Óscar Lagos

Personal information
- Full name: Óscar Abraham Lagos Núñez
- Date of birth: 17 June 1973 (age 53)
- Place of birth: Villa de San Francisco, Honduras
- Height: 1.76 m (5 ft 9 in)
- Position: Midfielder

Youth career
- 1986: Melgar

Senior career*
- Years: Team / Apps / (Gls)
- 1991–1995: Motagua
- 1995–1996: Real Maya
- 1997–2001: Motagua
- 2001–2003: Dragón
- 2003: Real Patepluma
- 2005–2006: Universidad
- 2006–2007: Real Estelí

International career
- 1995–2001: Honduras / 18 / (0)

= Óscar Lagos =

Honduran footballer (born 1973)

Óscar Abraham Lagos Núñez (born 17 June 1973) is a retired Honduran football player.

==Club career==
Nicknamed el Mexicano because he lived there with his mother in his youth, Lagos played the majority of his career for F.C. Motagua for whom he scored 2 league goals, but also had spells with Real Maya, Real Patepluma and Universidad. He played abroad for Salvadoran outfit Dragón and in 2006 he moved to Nicaragua to play with Real Estelí.

==International career==
Lagos made his debut for Honduras in a March 1995 friendly match against Brazil and has earned a total of 18 caps, scoring no goals. He has represented his country in 1 FIFA World Cup qualification match and played at the 1996 and 2000 CONCACAF Gold Cups as well as at the 2001 Copa América, where he tested positive for the use of cocaine and marihuana after failing a test after their opening game against Costa Rica. He was subsequently banned from playing for two years.

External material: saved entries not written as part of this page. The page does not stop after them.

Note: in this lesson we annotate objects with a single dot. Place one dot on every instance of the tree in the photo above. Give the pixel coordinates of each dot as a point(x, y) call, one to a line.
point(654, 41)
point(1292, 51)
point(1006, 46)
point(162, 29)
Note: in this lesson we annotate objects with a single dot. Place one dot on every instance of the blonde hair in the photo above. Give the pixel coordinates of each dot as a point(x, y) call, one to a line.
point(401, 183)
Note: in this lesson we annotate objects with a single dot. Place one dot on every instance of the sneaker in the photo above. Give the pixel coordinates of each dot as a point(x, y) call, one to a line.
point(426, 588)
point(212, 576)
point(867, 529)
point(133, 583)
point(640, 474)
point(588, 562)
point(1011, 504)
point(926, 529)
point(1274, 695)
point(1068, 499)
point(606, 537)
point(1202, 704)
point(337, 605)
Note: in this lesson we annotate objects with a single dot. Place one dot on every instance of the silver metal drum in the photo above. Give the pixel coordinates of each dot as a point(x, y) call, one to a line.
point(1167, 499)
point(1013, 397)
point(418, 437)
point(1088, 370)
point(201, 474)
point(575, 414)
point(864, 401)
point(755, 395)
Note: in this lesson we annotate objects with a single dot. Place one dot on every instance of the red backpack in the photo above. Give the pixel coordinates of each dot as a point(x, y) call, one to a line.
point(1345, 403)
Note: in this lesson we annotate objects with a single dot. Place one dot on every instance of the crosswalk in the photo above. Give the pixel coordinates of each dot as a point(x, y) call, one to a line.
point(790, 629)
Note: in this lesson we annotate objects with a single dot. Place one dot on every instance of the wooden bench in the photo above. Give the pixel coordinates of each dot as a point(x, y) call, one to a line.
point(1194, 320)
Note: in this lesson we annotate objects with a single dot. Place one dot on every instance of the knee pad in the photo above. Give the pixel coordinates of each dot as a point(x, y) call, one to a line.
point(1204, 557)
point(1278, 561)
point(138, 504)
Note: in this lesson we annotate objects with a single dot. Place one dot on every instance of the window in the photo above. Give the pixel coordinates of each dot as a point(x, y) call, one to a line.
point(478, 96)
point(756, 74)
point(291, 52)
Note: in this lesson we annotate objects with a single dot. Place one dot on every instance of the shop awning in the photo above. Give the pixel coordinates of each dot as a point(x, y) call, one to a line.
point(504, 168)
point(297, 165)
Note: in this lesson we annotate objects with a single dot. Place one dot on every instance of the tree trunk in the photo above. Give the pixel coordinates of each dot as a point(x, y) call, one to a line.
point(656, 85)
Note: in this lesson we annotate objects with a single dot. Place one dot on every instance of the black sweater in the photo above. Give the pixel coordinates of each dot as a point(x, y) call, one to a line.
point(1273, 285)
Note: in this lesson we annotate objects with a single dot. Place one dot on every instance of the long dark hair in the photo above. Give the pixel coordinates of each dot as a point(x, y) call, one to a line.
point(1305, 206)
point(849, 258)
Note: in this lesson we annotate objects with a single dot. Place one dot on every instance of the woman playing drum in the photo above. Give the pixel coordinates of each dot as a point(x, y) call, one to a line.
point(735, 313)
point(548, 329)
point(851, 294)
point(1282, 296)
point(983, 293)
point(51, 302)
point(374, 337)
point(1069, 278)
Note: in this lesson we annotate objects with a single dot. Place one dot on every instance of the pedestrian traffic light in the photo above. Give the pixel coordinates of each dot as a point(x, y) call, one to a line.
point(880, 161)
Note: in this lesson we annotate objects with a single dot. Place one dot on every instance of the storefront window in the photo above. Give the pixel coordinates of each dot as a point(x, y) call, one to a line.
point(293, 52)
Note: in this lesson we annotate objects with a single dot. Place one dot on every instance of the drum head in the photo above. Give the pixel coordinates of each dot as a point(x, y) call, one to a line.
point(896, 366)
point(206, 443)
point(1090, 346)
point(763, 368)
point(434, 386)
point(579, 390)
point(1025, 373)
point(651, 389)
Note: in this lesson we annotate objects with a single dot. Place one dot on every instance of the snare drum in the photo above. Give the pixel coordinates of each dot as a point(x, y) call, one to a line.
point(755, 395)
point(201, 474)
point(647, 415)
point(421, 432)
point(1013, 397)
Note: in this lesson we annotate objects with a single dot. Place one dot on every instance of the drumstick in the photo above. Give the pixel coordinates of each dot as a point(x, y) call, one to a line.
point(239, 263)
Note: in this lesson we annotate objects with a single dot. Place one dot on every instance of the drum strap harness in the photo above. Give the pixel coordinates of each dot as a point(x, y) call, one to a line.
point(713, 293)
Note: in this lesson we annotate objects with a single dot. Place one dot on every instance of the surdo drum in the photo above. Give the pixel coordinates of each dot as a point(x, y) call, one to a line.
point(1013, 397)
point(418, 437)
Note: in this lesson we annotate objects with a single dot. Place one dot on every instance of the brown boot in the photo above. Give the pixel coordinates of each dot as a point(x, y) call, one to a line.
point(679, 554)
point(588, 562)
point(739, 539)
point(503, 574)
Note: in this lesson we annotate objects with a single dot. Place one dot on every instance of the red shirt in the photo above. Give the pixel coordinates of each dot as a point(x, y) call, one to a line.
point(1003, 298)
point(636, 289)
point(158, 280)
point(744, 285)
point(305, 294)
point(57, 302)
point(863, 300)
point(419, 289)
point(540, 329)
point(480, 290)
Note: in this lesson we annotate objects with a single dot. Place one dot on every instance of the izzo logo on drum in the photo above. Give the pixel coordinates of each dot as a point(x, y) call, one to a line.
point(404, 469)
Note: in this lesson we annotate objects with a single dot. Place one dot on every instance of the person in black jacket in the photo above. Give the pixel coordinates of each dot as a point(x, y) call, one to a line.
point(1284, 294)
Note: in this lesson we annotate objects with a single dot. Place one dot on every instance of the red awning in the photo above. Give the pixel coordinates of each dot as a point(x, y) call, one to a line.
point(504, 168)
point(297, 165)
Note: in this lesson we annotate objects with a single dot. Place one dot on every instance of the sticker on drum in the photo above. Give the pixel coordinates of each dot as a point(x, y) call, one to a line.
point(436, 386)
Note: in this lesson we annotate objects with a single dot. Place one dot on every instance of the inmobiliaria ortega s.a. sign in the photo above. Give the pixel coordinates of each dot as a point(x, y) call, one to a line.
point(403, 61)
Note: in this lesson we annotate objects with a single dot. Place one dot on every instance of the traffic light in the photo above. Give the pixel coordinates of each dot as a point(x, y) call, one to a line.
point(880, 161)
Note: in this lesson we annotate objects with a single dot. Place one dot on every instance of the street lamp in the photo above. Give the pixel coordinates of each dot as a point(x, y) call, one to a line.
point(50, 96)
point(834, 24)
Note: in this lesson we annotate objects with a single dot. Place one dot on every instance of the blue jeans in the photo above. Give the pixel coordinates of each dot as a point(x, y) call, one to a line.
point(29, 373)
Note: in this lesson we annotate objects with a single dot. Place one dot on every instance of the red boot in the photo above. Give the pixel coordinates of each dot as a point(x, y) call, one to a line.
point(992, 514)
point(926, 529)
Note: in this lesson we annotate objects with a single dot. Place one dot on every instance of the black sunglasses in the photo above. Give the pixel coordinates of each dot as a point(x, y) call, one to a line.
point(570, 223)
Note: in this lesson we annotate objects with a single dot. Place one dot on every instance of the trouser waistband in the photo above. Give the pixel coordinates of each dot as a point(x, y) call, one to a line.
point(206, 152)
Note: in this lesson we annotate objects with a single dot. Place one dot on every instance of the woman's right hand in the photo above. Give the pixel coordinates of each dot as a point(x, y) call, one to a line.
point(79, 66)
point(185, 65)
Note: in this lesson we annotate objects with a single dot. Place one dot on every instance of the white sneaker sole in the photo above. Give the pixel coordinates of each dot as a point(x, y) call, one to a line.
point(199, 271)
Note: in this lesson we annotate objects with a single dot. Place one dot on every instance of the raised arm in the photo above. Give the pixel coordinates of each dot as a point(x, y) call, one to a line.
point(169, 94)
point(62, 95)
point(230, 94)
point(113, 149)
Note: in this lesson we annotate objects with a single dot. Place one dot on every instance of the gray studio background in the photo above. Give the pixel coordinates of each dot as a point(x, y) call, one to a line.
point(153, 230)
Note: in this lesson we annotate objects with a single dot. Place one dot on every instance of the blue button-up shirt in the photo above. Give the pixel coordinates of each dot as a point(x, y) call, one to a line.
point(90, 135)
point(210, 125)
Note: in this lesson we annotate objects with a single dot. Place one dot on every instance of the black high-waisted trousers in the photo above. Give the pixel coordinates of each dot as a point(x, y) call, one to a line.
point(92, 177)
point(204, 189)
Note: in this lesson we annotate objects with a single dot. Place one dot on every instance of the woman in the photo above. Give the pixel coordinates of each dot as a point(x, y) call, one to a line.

As a consequence, his final international was the July 2001 Copa América match against Bolivia.

==Personal life==
Lagos is divorced and has four children. Former World Cup player Juan Cruz Murillo is an uncle, being the brother of his mother.

Lagos has struggled with drugs from the age of 11, visiting three rehab centers without success. As of September 2015, he was without a job and living in poverty.